Chart of the Day
The CFTC Commitment of Traders report shows a big drop in net long USD positioning the last week, in keeping with the USD’s depreciation on a trade-weighted basis. That move seems a little odd in light of the sharp rise in US real yields versus many other countries in the past few weeks, but the theory is that the USD is suffering from the sell-off in US markets, with foreign fund managers sharply reducing their exposure to US tech stocks and therefore reducing their USD positions as well. That means the USD could continue to suffer if tech stocks keep performing poorly, even though relative interest rate differentials imply the greenback should be doing well.
The US conference board leading indicator settled at a relatively high level in December, a good sign for the outlook heading into 2022.
Speculative positioning is still relatively muted, perhaps a sign the US business surveys will fall further.
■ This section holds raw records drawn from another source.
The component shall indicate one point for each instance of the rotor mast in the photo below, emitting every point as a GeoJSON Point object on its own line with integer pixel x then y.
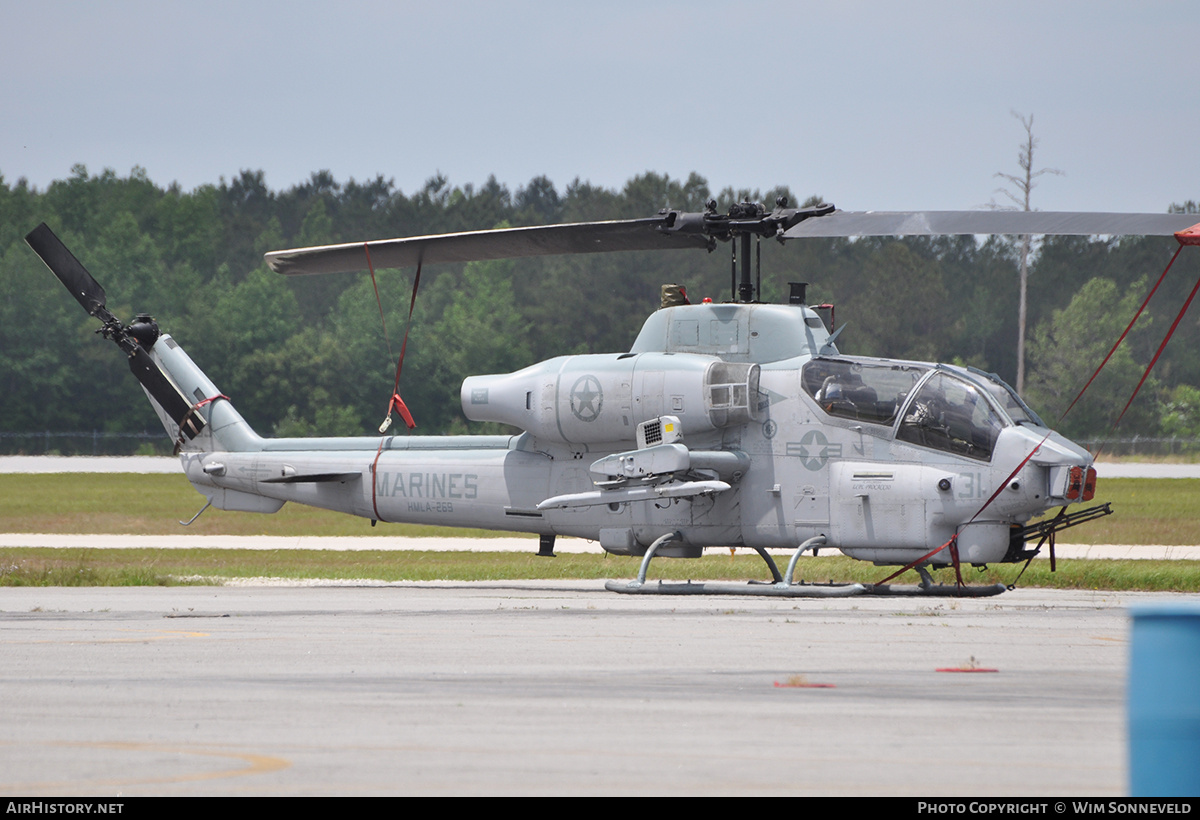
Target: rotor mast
{"type": "Point", "coordinates": [747, 220]}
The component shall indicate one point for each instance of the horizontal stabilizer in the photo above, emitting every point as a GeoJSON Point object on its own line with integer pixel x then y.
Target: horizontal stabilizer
{"type": "Point", "coordinates": [313, 478]}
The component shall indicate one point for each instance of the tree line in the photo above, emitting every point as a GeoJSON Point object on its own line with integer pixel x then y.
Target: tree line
{"type": "Point", "coordinates": [309, 355]}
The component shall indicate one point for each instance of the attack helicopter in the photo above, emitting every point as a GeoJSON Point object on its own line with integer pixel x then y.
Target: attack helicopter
{"type": "Point", "coordinates": [725, 425]}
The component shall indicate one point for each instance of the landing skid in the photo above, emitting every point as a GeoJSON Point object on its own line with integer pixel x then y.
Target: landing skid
{"type": "Point", "coordinates": [784, 586]}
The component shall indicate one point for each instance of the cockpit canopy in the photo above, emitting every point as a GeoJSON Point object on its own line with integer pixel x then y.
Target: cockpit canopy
{"type": "Point", "coordinates": [945, 408]}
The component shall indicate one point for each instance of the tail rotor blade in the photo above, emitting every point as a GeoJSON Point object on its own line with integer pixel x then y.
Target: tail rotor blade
{"type": "Point", "coordinates": [69, 269]}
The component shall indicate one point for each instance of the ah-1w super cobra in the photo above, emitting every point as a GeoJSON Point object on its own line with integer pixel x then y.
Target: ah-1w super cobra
{"type": "Point", "coordinates": [736, 424]}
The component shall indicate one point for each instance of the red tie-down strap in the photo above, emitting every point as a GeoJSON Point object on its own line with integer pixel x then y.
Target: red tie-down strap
{"type": "Point", "coordinates": [395, 403]}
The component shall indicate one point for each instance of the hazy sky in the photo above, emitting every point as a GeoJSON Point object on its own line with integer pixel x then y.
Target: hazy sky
{"type": "Point", "coordinates": [876, 106]}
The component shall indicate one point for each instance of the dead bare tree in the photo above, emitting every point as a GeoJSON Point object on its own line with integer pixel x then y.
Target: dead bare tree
{"type": "Point", "coordinates": [1024, 184]}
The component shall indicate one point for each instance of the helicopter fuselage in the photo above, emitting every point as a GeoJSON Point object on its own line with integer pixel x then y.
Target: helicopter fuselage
{"type": "Point", "coordinates": [730, 425]}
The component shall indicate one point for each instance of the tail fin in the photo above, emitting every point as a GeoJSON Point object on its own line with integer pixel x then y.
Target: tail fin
{"type": "Point", "coordinates": [222, 428]}
{"type": "Point", "coordinates": [191, 408]}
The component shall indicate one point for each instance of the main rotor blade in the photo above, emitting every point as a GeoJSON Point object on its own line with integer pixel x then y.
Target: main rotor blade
{"type": "Point", "coordinates": [930, 223]}
{"type": "Point", "coordinates": [69, 269]}
{"type": "Point", "coordinates": [478, 245]}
Platinum had a great week and there is still scope for positioning to turn in favor of the metal.
The flipside of the drop in USD positioning is a big move in favor of other currencies. Traders are once again net long the GBP.
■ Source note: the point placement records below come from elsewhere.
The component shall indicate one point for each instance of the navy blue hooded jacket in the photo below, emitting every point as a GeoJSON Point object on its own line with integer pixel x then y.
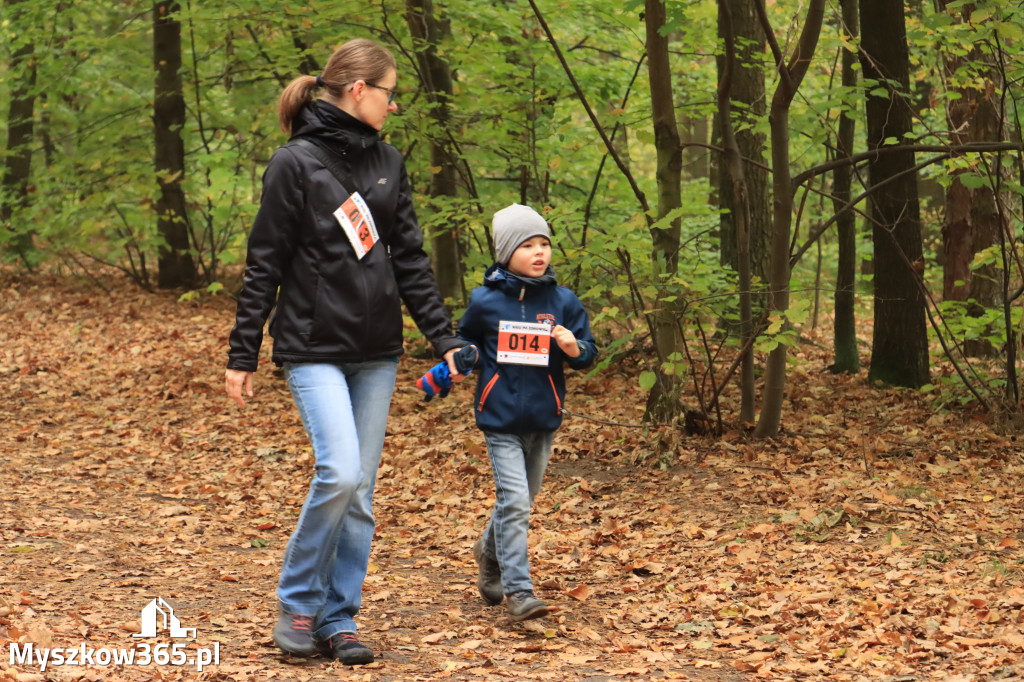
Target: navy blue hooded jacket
{"type": "Point", "coordinates": [518, 398]}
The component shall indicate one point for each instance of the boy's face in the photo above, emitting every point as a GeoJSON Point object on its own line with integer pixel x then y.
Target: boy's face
{"type": "Point", "coordinates": [531, 258]}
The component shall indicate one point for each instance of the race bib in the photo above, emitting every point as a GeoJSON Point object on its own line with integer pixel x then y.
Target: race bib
{"type": "Point", "coordinates": [523, 343]}
{"type": "Point", "coordinates": [357, 221]}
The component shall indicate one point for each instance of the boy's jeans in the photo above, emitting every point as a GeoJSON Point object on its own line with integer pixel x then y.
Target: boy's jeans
{"type": "Point", "coordinates": [518, 462]}
{"type": "Point", "coordinates": [344, 409]}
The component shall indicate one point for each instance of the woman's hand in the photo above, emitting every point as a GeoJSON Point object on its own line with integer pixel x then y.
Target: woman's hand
{"type": "Point", "coordinates": [565, 340]}
{"type": "Point", "coordinates": [235, 382]}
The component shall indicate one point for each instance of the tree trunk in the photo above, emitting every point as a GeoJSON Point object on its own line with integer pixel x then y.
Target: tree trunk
{"type": "Point", "coordinates": [17, 160]}
{"type": "Point", "coordinates": [899, 348]}
{"type": "Point", "coordinates": [778, 116]}
{"type": "Point", "coordinates": [845, 327]}
{"type": "Point", "coordinates": [973, 221]}
{"type": "Point", "coordinates": [662, 402]}
{"type": "Point", "coordinates": [749, 93]}
{"type": "Point", "coordinates": [428, 31]}
{"type": "Point", "coordinates": [732, 161]}
{"type": "Point", "coordinates": [175, 262]}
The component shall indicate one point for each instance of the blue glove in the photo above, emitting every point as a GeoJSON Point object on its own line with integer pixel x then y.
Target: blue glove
{"type": "Point", "coordinates": [438, 380]}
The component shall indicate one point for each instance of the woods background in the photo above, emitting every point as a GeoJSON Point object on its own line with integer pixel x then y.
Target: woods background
{"type": "Point", "coordinates": [753, 199]}
{"type": "Point", "coordinates": [718, 176]}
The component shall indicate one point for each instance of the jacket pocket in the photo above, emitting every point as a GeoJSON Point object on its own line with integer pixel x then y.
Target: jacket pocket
{"type": "Point", "coordinates": [558, 402]}
{"type": "Point", "coordinates": [486, 391]}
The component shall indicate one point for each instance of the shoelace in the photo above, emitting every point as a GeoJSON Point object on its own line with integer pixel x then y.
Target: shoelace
{"type": "Point", "coordinates": [302, 623]}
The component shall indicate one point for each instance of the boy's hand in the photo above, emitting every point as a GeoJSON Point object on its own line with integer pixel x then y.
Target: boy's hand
{"type": "Point", "coordinates": [565, 340]}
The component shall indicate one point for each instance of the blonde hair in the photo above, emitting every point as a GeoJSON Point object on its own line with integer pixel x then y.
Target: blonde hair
{"type": "Point", "coordinates": [356, 59]}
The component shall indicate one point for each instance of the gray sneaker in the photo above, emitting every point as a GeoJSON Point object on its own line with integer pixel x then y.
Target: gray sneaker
{"type": "Point", "coordinates": [488, 580]}
{"type": "Point", "coordinates": [294, 634]}
{"type": "Point", "coordinates": [523, 606]}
In the eurozone, the 6-month credit impulse is has turned positive again, normally also a good sign for the coming months.
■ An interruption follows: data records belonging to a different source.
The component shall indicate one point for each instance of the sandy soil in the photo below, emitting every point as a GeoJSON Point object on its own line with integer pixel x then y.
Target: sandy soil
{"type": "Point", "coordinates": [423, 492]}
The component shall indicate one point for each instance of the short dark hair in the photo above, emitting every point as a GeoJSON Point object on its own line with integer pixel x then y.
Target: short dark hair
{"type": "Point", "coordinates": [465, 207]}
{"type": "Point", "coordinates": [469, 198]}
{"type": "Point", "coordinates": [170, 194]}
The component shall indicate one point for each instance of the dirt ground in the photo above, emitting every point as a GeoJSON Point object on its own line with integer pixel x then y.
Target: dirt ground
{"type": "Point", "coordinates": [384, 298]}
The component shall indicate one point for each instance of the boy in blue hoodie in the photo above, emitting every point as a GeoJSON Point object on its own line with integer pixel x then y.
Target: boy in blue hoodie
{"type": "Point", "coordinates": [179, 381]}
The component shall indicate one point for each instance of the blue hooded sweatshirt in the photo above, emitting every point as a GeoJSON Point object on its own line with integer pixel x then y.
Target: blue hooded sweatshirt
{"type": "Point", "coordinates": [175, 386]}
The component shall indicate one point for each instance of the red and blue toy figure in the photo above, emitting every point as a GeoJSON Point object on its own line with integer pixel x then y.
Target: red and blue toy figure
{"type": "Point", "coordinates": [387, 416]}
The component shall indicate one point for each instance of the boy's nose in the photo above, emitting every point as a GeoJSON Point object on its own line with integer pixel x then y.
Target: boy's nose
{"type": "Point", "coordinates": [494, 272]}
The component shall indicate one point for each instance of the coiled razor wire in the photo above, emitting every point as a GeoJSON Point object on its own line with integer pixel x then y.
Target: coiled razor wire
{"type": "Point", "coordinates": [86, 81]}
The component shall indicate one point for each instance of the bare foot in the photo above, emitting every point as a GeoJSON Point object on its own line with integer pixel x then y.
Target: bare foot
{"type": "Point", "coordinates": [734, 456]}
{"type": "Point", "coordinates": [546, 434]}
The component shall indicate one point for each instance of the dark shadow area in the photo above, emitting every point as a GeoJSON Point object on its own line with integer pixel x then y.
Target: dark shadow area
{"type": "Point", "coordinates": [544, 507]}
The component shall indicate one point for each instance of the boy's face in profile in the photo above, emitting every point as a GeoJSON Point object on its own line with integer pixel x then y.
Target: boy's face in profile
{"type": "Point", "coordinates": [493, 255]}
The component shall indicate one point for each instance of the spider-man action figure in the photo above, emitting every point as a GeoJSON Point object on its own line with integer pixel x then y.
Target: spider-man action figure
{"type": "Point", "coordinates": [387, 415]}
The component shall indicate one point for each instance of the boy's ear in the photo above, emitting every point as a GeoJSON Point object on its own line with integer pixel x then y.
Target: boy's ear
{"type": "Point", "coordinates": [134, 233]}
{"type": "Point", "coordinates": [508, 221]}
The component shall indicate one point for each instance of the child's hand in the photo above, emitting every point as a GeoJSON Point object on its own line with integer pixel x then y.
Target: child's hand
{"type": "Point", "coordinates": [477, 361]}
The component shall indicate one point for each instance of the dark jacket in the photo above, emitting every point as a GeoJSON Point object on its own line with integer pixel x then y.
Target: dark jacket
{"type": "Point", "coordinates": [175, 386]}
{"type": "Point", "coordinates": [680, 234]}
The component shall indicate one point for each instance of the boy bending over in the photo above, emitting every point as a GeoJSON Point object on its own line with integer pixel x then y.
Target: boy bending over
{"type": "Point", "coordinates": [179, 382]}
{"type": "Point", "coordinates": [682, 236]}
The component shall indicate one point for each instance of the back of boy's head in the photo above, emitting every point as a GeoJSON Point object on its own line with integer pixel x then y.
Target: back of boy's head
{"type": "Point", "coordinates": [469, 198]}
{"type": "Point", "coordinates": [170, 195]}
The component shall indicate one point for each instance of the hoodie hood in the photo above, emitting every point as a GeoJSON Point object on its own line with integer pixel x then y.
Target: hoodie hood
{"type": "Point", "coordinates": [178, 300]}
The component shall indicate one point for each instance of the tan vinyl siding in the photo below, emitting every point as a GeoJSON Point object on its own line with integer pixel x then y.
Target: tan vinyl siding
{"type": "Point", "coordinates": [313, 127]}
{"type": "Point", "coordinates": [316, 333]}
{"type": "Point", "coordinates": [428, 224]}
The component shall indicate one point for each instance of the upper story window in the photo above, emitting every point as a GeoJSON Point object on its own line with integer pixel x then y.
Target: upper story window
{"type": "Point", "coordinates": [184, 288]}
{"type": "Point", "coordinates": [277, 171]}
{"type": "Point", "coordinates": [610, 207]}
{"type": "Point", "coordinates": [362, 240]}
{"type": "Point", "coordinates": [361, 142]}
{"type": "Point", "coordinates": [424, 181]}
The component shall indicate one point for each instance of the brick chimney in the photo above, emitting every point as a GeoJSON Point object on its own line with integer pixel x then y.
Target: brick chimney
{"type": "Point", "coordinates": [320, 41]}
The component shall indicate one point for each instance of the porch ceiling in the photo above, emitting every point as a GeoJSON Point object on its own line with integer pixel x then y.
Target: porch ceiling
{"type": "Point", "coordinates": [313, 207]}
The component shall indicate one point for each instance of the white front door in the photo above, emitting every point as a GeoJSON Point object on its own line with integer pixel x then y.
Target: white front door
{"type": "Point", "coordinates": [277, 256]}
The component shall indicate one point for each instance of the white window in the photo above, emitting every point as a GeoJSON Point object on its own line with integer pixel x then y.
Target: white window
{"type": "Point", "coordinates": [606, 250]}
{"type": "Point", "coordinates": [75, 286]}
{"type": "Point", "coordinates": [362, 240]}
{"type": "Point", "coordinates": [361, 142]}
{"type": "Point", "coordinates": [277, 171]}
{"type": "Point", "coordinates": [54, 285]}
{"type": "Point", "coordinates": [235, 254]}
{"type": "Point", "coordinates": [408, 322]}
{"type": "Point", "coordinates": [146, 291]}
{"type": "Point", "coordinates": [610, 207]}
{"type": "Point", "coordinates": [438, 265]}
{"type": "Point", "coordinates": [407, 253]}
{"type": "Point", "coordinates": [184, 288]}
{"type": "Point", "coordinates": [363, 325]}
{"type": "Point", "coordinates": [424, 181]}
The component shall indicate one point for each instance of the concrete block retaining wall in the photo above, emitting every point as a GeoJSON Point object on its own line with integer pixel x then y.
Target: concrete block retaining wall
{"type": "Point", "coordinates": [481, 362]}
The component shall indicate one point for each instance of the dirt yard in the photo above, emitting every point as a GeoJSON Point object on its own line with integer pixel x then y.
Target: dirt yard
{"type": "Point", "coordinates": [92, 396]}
US markets have performed much worse than those elsewhere, due to the much larger weight of the tech sectors in the US indices.
The only two sectors to rise in the past month are energy and to a lesser extent consumer staples – a mixed picture because the former is a clear cyclical sector whereas consumer staples are a defensive sector.
The relative performance between consumer discretionary and consumer staples has been striking.
That is partially because some tech stocks like Amazon are in the consumer discretionary group, and those have sold off alongside growth stocks more generally. On the whole, value stocks have still done badly lately, just not as badly.